In other words, prior to the enactment of the Bankruptcy Code, substantively consolidating a non-debtor with a debtor was actually accomplished by turnover actions and was not simply the “product of judicial gloss.” The court found similar support in other Bankruptcy Act cases. This history provided an informative backdrop for section 542(a) of the Bankruptcy Code, which provides in relevant part:

… an entity … in possession, custody, or control, during the case, of property that the trustee may use, sell, or lease under section 363 of this title … shall deliver to the trustee, and account for, such property or the value of such property, unless such property is of inconsequential value or benefit to the estate. 11 U.S.C. § 542(a).

Under the Bankruptcy Code, section 541(a)(1) broadly defines property of the estate: “Except as provided in subsections (b) and (c)(2) of this section, all legal or equitable interests of the debtor in property as of the commencement of the case.” The Cyberco decision argued that section 541(a)(1)’s broad scope renders section 542(a) unnecessary unless it is read to provide “broader authority to reach out and take control of the estate’s property in the possession of others.” Cyberco, 431 B.R at 420, citing U.S. v. Whiting Pools, Inc., 462 U.S. 198, 206-07 nn.13, 15, 103 S. Ct. 2309, 2314-15 nn. 13, 15 (1983).

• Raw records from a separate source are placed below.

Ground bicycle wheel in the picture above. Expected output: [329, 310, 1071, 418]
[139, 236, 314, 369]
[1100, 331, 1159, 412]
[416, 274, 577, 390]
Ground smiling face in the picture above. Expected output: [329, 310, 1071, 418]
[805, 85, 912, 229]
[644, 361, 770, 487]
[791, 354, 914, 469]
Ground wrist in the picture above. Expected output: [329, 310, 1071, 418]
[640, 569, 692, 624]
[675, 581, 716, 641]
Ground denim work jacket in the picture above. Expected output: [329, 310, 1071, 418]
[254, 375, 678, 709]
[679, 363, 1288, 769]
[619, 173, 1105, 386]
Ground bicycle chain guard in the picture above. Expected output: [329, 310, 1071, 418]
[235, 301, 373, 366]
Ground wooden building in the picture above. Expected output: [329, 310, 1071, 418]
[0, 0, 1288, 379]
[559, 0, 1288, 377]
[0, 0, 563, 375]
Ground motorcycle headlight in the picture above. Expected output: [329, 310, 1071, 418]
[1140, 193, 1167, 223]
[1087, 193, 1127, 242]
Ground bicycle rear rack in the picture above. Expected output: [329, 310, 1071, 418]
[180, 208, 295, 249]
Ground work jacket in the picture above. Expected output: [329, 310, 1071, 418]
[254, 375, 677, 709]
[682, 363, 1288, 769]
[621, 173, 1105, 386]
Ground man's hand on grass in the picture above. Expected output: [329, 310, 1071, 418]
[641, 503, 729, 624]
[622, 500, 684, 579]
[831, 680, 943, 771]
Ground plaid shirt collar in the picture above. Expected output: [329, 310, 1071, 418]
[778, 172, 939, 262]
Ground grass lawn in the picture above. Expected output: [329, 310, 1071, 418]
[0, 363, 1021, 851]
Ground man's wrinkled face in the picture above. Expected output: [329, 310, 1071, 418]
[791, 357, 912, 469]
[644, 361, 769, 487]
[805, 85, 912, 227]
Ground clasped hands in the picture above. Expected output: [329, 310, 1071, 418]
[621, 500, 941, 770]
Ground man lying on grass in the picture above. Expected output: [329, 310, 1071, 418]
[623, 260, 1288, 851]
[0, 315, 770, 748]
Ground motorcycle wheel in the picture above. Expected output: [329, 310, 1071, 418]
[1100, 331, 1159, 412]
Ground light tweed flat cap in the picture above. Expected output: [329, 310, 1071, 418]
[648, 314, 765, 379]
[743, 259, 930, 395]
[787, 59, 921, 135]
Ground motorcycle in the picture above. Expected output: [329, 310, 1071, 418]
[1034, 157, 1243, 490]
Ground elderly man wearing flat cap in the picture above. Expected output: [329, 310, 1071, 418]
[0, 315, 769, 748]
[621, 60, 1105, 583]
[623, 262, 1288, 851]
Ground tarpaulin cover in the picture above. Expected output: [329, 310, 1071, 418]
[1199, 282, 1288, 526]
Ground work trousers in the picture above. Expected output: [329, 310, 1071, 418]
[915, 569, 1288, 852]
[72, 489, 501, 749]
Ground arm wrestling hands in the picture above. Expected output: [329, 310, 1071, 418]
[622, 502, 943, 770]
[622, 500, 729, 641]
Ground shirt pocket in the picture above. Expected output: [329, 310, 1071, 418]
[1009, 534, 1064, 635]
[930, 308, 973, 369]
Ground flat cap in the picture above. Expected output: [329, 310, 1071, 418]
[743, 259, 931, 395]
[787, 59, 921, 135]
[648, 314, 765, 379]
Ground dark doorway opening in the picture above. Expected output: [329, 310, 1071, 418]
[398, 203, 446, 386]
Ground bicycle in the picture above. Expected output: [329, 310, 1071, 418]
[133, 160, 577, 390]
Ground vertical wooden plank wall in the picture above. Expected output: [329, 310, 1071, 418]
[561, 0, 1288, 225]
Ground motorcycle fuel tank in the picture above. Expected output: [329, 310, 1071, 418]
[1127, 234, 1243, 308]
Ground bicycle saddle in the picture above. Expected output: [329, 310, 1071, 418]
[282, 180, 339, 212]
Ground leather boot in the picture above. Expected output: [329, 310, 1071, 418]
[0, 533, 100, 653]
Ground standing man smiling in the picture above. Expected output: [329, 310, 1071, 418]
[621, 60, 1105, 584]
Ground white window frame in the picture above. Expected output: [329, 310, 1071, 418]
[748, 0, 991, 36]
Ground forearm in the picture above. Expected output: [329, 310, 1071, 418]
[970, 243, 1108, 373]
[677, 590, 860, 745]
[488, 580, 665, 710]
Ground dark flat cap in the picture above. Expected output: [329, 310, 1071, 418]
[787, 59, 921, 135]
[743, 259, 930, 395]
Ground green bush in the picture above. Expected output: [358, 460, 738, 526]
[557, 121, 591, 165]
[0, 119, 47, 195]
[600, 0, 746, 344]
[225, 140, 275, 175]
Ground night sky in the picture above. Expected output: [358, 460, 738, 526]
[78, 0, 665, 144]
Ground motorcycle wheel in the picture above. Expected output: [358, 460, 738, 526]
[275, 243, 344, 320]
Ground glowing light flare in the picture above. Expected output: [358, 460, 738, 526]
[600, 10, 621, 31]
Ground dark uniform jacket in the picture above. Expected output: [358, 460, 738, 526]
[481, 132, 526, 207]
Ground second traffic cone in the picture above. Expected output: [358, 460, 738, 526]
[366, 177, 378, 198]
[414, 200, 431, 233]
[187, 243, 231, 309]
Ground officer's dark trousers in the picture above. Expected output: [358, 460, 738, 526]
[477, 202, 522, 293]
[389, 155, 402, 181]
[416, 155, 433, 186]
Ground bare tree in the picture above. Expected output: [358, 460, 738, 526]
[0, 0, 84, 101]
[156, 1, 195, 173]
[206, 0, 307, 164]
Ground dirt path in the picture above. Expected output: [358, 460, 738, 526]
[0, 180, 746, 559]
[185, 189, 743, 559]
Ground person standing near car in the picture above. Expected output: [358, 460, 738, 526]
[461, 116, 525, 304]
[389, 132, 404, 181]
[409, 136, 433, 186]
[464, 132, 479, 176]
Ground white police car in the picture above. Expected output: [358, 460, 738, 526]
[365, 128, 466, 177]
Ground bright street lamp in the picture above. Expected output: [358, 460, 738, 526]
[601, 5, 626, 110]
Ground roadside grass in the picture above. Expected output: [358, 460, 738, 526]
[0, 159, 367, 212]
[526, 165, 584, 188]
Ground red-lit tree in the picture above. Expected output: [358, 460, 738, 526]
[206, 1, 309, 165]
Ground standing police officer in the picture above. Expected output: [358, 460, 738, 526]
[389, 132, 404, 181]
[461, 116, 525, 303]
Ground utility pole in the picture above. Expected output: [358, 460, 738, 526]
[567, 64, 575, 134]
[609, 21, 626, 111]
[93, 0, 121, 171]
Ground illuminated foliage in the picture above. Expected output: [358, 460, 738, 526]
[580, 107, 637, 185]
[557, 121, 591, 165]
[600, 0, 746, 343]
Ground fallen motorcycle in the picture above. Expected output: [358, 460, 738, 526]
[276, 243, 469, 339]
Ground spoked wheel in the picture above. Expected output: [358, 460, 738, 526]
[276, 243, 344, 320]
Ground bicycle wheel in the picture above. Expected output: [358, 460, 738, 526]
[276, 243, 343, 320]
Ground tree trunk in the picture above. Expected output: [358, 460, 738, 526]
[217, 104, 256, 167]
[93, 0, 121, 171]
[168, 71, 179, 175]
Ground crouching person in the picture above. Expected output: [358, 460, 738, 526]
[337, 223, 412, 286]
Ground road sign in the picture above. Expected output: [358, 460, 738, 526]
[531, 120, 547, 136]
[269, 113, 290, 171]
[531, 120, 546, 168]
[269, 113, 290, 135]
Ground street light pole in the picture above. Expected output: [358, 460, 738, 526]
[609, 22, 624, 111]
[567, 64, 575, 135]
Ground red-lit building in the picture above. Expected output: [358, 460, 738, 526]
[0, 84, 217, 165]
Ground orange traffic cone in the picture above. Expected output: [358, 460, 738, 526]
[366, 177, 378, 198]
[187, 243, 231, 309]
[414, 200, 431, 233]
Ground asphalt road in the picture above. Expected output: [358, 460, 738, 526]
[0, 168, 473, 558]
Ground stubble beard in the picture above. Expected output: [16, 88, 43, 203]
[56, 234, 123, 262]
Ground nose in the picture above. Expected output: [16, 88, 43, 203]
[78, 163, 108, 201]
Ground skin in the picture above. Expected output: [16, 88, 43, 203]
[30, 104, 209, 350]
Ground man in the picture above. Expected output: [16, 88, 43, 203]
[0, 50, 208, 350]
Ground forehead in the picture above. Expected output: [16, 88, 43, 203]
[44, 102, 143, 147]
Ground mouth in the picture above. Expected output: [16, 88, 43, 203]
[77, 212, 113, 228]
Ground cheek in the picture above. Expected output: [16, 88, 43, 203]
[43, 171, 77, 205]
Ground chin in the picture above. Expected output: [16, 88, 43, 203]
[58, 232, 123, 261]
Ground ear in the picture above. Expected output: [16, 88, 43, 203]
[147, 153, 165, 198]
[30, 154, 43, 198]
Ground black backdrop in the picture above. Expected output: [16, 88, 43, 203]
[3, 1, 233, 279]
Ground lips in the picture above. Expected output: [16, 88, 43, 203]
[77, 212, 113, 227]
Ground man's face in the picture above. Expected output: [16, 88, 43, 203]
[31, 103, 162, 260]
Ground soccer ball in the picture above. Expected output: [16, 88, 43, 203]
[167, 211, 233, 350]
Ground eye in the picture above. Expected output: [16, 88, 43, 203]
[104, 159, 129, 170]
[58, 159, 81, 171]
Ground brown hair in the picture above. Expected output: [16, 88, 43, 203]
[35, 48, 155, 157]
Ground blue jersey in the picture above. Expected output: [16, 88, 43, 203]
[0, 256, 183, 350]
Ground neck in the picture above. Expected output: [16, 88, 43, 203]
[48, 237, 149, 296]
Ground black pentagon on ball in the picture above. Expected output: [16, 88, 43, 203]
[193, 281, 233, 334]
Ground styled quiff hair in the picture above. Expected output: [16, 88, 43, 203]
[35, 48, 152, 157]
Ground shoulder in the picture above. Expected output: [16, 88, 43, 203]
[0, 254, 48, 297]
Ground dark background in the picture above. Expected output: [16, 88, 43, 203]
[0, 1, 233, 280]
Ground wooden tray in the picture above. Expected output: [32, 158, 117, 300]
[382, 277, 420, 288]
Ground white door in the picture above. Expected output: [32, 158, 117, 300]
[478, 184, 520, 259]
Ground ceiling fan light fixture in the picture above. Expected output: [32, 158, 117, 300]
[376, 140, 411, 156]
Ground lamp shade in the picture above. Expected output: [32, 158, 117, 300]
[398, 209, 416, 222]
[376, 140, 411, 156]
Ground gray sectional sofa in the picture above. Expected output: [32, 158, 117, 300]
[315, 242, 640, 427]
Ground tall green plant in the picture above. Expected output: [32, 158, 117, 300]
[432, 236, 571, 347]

A claim that has been allowed or disallowed may be reconsidered for cause. A reconsidered claim may be allowed or disallowed according to the equities of the case. 11 U.S.C. § 502(j).

The court reasoned that through 502(j), creditors of the non-debtor would be guaranteed an opportunity to assert claims against the enlarged estate.

Outcome: Only Trustees Have Standing to Seek Substantive Consolidation

Through the combination of two distinct Bankruptcy Code sections, Judge Hughes found statutory authority for allowing substantive consolidation. However, he denied Huntington’s two motions seeking substantive consolidation for lack of standing. Under section 542(a), it is clear that only the trustee has standing to seek turnover of estate property. So rather than encourage the spread of substantive consolidation by “legitimizing” it with what may be viewed as a more solid statutory foundation, the Cyberco court may have significantly restricted the availability of the remedy by limiting its availability only to trustees and debtors in possession.